I would like to examine the traces from fitted time series to see how well they described. When I tried something simple-minded like trace[‘x’], where x is the variable assigned to the time series, I get an “Unknown variable” error. Could someone tell me what I am missing here?
Thanks in advance,
Gregory

It would be helpful if you could show a small example that yields the error that you’re coming across. Otherwise, I’d recommend to make sure that you aren’t accidentally instantiating the model a second time.

1 Like

Thanks for the suggestion. Here’s is an example:

import numpy as np
import matplotlib.pyplot as plt
import pymc3 as pm
print('Running on PyMC3 v{}'.format(pm.__version__))

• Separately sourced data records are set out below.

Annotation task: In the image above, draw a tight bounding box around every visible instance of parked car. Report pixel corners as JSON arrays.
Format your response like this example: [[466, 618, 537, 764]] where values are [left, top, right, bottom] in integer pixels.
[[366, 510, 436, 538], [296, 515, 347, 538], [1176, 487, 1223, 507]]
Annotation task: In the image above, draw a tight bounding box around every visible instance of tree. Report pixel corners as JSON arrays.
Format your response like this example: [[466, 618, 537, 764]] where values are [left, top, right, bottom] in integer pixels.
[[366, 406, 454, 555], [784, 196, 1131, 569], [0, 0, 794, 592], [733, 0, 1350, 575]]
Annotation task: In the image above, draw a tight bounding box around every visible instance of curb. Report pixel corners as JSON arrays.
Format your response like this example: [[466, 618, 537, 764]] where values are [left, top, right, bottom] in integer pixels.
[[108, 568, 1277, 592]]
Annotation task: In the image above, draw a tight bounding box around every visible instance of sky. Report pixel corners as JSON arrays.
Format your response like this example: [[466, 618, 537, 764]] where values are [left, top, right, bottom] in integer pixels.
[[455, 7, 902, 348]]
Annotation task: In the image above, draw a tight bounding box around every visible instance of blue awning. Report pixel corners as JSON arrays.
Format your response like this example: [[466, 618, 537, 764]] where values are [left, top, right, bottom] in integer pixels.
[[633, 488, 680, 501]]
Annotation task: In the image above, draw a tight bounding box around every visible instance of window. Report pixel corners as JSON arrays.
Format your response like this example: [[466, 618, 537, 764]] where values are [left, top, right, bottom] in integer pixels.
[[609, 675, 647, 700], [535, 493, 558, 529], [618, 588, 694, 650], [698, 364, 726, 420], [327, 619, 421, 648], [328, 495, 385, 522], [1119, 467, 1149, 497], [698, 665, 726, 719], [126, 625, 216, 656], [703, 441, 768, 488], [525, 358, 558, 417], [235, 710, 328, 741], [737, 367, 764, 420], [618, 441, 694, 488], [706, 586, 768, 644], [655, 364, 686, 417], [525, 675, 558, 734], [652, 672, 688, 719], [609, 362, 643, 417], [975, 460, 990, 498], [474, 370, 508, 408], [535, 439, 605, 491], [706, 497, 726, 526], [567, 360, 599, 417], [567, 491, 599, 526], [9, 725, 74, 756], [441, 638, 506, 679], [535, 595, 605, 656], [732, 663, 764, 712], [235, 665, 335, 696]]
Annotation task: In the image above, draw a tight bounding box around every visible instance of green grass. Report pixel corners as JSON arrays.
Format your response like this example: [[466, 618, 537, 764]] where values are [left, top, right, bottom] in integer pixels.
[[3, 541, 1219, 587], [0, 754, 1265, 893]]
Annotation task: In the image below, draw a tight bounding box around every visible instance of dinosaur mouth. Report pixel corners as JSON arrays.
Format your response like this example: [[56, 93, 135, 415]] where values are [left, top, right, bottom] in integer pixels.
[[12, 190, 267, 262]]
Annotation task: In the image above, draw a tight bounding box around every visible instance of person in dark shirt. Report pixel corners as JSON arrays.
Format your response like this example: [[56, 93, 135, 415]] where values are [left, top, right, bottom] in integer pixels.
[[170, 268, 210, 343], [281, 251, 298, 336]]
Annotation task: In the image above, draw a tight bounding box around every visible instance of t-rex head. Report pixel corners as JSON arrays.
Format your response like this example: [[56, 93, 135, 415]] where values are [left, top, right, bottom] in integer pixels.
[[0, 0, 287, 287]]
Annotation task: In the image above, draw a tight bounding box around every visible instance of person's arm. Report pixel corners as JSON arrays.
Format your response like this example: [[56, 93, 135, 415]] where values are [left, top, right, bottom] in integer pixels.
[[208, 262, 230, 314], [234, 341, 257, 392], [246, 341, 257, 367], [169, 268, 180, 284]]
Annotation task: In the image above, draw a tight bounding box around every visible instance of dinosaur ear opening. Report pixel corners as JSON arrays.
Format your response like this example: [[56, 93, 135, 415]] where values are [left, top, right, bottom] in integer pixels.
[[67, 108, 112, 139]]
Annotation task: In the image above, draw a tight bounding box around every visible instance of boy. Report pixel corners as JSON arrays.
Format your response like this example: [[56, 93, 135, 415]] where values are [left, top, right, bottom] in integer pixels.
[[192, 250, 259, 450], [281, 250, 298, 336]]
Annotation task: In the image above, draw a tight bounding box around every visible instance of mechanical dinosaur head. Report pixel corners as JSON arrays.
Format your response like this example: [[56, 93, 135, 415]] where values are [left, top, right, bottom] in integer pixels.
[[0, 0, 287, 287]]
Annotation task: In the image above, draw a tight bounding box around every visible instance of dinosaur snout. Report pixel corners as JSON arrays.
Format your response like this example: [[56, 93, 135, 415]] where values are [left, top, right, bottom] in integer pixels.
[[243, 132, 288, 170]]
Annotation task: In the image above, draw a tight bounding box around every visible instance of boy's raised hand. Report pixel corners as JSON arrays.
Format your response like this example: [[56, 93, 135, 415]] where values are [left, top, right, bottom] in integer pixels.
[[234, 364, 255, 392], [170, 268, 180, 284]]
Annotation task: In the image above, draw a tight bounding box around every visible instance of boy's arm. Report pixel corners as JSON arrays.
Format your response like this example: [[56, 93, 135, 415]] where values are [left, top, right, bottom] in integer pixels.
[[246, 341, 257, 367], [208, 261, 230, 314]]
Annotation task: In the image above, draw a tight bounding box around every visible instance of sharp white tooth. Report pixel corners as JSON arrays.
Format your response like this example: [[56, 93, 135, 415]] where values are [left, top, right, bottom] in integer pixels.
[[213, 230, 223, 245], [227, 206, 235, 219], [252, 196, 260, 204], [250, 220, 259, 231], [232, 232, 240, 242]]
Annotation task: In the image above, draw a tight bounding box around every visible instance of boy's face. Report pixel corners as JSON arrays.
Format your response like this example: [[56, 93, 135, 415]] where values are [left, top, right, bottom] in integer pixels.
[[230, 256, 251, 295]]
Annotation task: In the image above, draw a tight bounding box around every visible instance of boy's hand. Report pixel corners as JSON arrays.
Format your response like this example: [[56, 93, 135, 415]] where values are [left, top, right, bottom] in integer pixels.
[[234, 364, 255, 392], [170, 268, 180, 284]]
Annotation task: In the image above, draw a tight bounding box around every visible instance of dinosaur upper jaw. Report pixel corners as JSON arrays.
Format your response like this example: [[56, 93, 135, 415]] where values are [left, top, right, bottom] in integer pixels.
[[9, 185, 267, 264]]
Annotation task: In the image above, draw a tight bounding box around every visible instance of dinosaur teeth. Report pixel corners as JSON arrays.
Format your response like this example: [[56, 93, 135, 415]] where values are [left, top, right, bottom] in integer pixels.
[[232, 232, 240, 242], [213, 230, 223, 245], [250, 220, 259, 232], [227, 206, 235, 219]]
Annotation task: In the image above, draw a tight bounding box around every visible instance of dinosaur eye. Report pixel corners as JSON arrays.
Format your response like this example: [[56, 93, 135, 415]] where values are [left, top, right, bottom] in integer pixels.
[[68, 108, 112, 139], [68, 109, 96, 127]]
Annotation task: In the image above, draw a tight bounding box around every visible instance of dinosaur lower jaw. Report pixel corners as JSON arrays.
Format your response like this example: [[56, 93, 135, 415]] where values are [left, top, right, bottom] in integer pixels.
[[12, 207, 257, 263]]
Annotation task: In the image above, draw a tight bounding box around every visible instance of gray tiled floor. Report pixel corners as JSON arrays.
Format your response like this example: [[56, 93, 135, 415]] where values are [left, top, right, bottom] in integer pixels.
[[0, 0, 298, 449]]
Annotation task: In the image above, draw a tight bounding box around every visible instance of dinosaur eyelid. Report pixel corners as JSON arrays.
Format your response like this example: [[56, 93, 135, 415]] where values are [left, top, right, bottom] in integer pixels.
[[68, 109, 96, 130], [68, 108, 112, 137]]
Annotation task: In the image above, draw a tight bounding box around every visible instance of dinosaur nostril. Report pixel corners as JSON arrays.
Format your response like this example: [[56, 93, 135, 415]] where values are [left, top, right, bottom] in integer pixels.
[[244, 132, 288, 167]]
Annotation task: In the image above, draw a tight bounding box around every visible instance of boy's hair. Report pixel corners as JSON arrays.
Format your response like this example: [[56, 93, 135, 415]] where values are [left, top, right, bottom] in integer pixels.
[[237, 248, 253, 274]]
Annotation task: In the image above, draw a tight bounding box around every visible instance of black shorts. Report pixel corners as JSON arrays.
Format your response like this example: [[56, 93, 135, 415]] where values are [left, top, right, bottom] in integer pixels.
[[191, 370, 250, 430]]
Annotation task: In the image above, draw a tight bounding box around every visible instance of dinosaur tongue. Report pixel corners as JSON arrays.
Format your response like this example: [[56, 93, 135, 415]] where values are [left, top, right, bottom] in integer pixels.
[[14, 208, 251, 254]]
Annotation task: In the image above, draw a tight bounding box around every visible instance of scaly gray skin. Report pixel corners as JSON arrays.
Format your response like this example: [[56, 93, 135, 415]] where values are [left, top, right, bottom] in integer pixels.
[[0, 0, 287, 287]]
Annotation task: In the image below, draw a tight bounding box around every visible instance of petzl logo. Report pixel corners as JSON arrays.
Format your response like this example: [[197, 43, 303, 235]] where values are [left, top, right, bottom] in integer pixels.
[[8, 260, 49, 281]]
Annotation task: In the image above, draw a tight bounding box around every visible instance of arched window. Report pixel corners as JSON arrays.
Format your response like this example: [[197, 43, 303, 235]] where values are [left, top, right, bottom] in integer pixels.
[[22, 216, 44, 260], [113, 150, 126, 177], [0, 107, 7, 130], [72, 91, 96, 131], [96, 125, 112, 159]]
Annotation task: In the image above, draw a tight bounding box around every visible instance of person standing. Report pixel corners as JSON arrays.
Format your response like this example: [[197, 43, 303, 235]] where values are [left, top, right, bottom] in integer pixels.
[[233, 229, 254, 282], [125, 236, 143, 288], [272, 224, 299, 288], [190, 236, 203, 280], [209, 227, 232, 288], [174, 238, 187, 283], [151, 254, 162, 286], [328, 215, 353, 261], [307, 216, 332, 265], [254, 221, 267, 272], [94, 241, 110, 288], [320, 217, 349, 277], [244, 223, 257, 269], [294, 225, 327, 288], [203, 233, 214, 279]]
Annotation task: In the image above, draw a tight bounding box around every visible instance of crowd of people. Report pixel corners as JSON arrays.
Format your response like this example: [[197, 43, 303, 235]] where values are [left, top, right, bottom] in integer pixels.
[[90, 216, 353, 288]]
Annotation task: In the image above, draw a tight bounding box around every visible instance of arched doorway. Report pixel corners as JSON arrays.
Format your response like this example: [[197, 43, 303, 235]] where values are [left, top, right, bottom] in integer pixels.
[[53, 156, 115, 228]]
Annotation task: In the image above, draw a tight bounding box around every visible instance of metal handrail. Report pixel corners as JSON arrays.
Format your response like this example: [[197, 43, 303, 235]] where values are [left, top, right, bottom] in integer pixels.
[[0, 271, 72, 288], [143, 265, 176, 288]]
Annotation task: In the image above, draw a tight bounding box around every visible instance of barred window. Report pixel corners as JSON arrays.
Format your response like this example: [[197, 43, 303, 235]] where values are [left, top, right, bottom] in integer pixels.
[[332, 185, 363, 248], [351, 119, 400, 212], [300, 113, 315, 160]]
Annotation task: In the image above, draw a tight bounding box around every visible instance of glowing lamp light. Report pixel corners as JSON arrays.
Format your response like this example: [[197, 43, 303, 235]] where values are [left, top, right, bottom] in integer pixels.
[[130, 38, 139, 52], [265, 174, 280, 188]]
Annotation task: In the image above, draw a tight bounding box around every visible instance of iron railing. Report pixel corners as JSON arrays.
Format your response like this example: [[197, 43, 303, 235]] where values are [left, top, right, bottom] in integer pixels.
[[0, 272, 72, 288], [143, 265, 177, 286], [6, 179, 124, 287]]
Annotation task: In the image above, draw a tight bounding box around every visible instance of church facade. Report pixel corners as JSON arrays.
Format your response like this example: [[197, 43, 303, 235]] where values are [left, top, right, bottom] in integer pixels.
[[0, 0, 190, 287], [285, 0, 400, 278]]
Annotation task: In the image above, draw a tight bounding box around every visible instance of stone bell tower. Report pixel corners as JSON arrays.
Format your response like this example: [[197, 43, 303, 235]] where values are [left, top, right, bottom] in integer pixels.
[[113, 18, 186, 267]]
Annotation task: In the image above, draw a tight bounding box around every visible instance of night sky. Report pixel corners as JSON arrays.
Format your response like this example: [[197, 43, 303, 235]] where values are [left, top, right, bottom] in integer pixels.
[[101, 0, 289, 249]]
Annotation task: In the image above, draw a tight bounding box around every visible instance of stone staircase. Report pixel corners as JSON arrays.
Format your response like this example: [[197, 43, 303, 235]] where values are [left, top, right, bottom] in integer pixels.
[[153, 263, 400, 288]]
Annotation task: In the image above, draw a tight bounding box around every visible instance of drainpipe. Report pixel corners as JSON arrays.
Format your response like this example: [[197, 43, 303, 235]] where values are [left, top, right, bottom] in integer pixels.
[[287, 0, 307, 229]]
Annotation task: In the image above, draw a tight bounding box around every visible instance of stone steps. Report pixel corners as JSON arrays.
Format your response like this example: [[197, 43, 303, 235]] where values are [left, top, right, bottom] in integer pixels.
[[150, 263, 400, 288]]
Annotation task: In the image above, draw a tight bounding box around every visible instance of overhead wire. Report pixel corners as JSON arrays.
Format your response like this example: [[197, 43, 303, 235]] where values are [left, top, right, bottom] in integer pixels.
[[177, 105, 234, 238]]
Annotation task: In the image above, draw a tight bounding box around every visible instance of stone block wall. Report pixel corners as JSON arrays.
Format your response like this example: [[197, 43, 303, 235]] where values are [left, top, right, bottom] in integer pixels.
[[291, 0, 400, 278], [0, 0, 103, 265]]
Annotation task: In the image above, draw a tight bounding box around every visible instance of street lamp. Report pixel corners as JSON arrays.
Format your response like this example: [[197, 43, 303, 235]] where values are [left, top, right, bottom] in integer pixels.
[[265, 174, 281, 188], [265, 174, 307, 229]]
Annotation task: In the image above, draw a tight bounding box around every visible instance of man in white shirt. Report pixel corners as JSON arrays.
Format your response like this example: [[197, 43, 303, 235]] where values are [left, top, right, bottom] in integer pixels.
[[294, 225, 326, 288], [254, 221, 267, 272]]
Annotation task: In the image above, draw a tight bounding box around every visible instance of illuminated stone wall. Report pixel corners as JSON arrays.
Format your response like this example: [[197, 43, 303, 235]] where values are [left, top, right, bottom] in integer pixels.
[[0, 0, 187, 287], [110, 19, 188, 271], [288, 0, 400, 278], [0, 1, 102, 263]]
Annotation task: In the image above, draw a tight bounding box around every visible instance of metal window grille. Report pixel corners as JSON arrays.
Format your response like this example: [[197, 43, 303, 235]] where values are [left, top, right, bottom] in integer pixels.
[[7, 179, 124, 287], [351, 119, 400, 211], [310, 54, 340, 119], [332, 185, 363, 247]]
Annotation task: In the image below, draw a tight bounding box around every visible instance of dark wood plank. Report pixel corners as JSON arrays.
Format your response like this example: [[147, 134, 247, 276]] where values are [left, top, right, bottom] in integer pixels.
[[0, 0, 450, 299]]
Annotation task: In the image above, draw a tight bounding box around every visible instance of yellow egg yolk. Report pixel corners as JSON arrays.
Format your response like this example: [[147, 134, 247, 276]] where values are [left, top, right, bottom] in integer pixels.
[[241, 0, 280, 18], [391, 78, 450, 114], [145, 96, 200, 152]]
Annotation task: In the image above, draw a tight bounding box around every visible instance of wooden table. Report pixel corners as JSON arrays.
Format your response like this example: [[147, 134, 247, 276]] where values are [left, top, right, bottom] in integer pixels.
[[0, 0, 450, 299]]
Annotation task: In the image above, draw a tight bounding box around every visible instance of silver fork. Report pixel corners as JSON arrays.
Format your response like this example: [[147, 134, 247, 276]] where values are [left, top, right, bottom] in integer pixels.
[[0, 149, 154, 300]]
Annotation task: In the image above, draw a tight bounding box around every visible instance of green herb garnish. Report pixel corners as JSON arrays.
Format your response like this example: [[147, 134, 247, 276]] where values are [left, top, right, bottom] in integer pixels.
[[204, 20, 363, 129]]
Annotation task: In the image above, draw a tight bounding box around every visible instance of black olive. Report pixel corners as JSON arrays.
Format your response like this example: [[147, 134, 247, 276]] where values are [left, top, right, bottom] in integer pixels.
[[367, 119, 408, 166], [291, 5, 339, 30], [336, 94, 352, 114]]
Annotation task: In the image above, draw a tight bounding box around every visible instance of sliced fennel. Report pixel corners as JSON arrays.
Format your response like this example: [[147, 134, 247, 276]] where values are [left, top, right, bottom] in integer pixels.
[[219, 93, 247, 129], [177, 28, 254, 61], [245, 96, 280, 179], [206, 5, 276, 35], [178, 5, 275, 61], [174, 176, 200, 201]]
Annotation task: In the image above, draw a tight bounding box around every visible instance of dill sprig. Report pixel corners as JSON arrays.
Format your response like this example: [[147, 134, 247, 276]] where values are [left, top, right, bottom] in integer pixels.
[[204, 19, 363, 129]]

T = 1001; # this many samples
y = np.zeros((T,))
for i in range(1,T):
    y[i] = 0.95 * y[i-1] + np.random.normal()
delta = np.diff(y) # Get difference series (demeaned)
print(delta)
print(len(delta))

sd = 1.0 # SD of priors for beta
lags = 2 # this many number of lags

with pm.Model() as model:
    beta = pm.Normal('beta', mu=0, sd=sd, shape=lags)
    sigma = pm.HalfNormal('sigma', sigma=1.0)
    likelihood = pm.AR('likelihood', beta, sigma=sigma, observed=delta)
   
    trace = pm.sample(1000, progressbar=True, chains=4, cores=1)
   
plt.plot(delta,alpha=.5)
plt.plot(trace['likelihood'][::100].T, 'r', alpha=.01)

It outputs this error:

Traceback (most recent call last):

  File "<ipython-input-10-819006e3a186>", line 1, in <module>
    trace[likelihood]

  File "/usr/local/lib/python3.6/dist-packages/pymc3/backends/base.py", line 332, in __getitem__
    raise KeyError("Unknown variable %s" % var)

KeyError: 'Unknown variable likelihood'

Best wishes,
Gregory

likelihood is an observed variable, and therefore it is NOT sampled during the inference run. It is intended and desired behaviour.

likelihood is defined as a variable to indicate PyMC how to calculate the likelihood, that is, evaluate the probability of the defined distribution AR(beta, sd=sigma) at the observed values, delta in this case. ll_alias is therefore not useful at all to evaluate the fit.

If you pay attention to the plot, you’ll see that all ll_alias samples are identical to delta:

pymc3_deterministic_not_post_pred

To examine how well does the fitted model describe the observed data, you need posterior predictive samples. If the method has random method implemented (which is not the case for AR distribution), you’ll get the proper samples too examine the fit. See the example notebook on posterior predictive checks and PyMC resources for more details and examples.

1 Like

@OriolAbril thanks for catching that - sloppy error on my part.